Within this sustained, artificial, inanimate placidity, Marjorie Prime tries to untangle questions of memory and technology. Its premise is simple and strong: Marjorie (Lois Smith, reprising her role from the original stage production), an elderly woman who lives with her middle-aged daughter, Tess (Geena Davis), and son-in-law, Jon (Tim Robbins), has been given a “Prime,” a kind of artificial intelligence that projects an interactive hologram of her late husband, Walter (Jon Hamm, for once getting a deserving dramatic film role), as he appeared in his 40s. This holo-Water is meant to be therapeutic, exercising the mind that Marjorie is losing to dementia through constant conversation. But he’s still a programmable machine—a key point that Marjorie Prime establishes coyly, as Walter deadpans through a story that involves the 1997 Julia Roberts vehicle My Best Friend’s Wedding, only to have the old woman insist that he change it to something more romantic, like “Casablanca, in an old movie theater with velvet seats.” It is the power of selection, not simulation, that makes the Prime so effective as a metaphor and so seductive as a technology.
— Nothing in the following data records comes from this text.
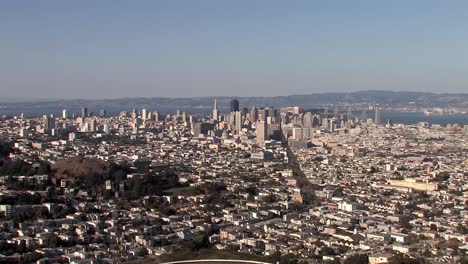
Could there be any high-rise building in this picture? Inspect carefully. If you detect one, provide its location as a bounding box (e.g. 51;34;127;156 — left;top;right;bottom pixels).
302;112;314;127
250;106;258;123
258;109;268;122
235;111;242;135
212;99;219;120
99;109;107;117
81;107;88;118
62;109;70;119
44;116;55;132
256;121;268;147
229;99;239;113
141;108;148;120
375;104;380;125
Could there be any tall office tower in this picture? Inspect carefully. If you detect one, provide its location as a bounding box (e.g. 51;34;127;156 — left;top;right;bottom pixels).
229;99;239;113
258;109;268;121
81;107;88;118
255;121;268;147
267;107;276;122
293;127;302;140
333;106;339;118
62;109;70;119
375;104;380;125
141;108;148;121
250;106;258;123
302;112;314;127
44;116;55;132
103;124;110;134
99;109;107;117
361;110;367;122
235;111;242;135
212;99;219;120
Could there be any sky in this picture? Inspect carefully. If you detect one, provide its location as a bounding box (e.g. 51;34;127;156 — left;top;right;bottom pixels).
0;0;468;99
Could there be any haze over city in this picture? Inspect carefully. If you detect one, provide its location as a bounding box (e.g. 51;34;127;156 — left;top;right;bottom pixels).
0;0;468;99
0;0;468;264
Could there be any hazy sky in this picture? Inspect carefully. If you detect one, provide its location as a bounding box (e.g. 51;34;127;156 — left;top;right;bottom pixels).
0;0;468;98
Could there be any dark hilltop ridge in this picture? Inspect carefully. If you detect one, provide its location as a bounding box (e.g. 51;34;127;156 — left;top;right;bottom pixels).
0;90;468;115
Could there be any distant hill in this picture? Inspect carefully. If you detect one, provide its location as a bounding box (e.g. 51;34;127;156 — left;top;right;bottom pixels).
0;91;468;115
51;157;109;181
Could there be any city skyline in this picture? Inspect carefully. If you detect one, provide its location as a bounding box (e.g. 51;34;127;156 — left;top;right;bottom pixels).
0;1;468;99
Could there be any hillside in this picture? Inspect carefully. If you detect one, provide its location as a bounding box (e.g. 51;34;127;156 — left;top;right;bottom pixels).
52;157;109;180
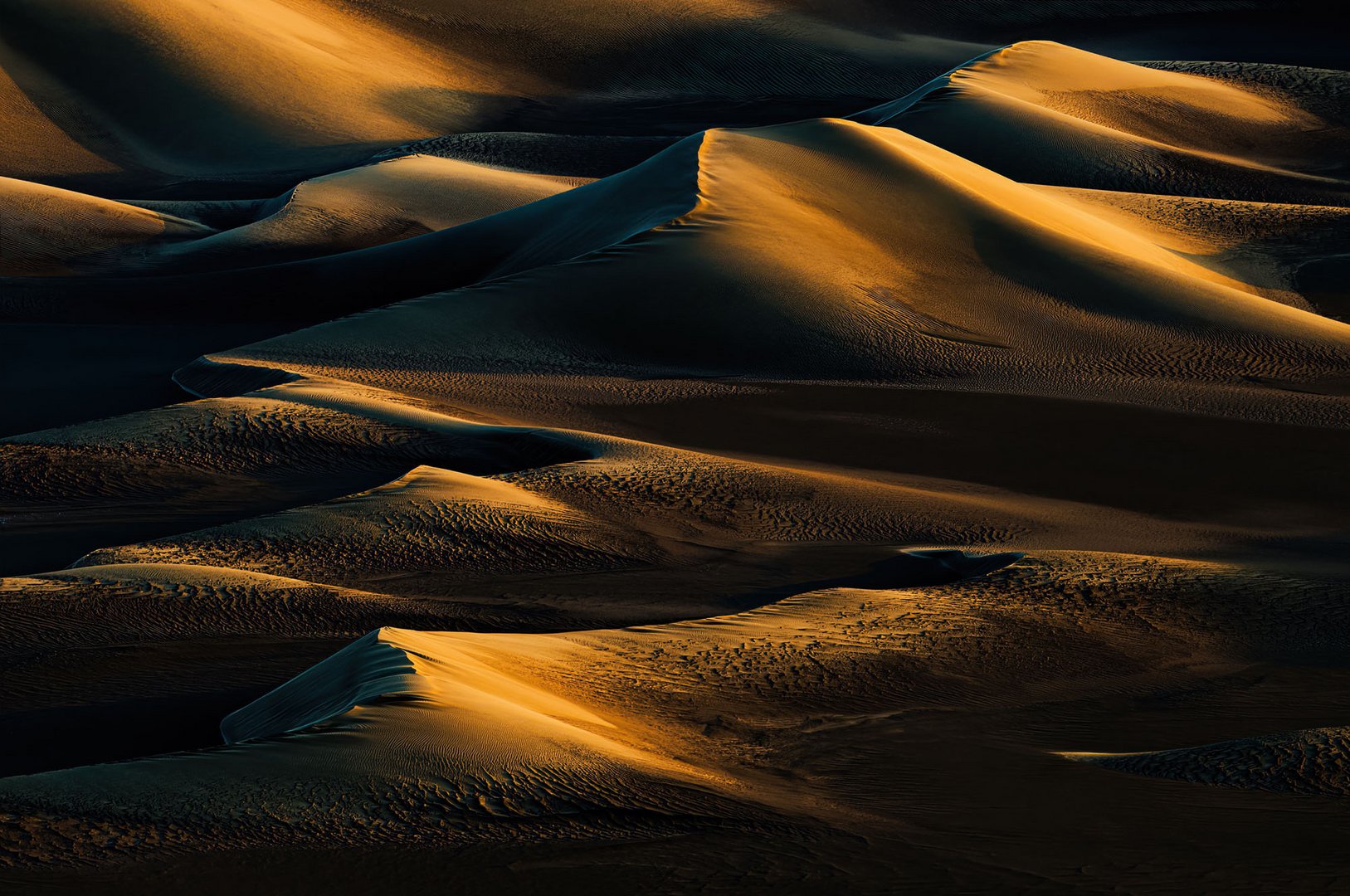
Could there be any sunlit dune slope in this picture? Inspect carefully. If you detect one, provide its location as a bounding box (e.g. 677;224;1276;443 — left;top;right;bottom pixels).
207;120;1350;399
0;177;212;276
0;0;977;185
1065;728;1350;797
0;0;507;173
852;41;1350;205
0;552;1346;866
143;155;584;270
1038;186;1350;319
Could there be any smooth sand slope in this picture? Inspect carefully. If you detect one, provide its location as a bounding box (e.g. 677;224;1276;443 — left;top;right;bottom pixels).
853;41;1350;205
0;24;1350;896
7;553;1344;892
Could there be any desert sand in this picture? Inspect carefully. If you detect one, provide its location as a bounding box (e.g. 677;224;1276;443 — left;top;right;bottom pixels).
0;0;1350;894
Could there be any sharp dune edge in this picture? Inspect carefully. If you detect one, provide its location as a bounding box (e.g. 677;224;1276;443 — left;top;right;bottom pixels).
0;0;1350;894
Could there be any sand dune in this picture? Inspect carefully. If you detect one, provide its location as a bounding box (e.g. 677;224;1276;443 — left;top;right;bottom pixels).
7;16;1350;896
1065;728;1350;797
0;554;1343;885
0;178;212;276
130;155;584;270
853;41;1350;205
193;120;1346;423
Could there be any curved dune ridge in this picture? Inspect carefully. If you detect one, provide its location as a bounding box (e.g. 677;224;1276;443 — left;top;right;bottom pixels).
0;0;971;183
0;177;212;276
852;41;1350;205
7;17;1350;896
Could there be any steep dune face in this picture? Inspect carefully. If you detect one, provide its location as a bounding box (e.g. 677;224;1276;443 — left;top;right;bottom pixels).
853;41;1350;205
210;120;1350;404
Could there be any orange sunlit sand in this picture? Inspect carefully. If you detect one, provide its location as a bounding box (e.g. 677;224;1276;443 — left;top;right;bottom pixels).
0;0;1350;894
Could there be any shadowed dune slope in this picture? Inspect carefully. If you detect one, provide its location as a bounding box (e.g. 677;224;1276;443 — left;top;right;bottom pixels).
112;155;584;271
0;177;212;276
207;120;1350;404
852;41;1350;205
1064;728;1350;797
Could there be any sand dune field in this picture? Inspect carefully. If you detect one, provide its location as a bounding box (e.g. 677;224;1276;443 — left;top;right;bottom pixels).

The holo-Walter has nothing to go on except what Marjorie, Tess, and Jon would prefer to have remembered, as well as the structuring absences of those things they would rather not think about—or, more specifically, what each individual member of the family would like to have forgotten. Dramatically, it’s ingenious: the grief and denial that binds families incarnated as a comfort machine. Yet Walter—a much trickier role than the basic set-up might make it sound—is merely the first Prime in this story. Almereyda, who has a unique approach to theatricality, embraces a pared directing style, resting this multi-faceted study of shared and hidden memories—a sort of holodeck Manchester By The Sea—squarely on the shoulders of the terrific primary cast; Davis, who hasn’t had a significant film role since the 1990s, shines here, but so does Robbins, who hasn’t had a part this subtle in almost as long. Few are the moments in Marjorie Prime when the camera makes itself the most conspicuous thing on screen; they are usually punctuations, like a curiously composed wide-angle shot of Jon floating in a pool. And yet, its placement is never arbitrary. Like a Prime, it’s there to create the impression of an unbreakable pastel lull; the longer it keeps at it, the more disquieting it becomes.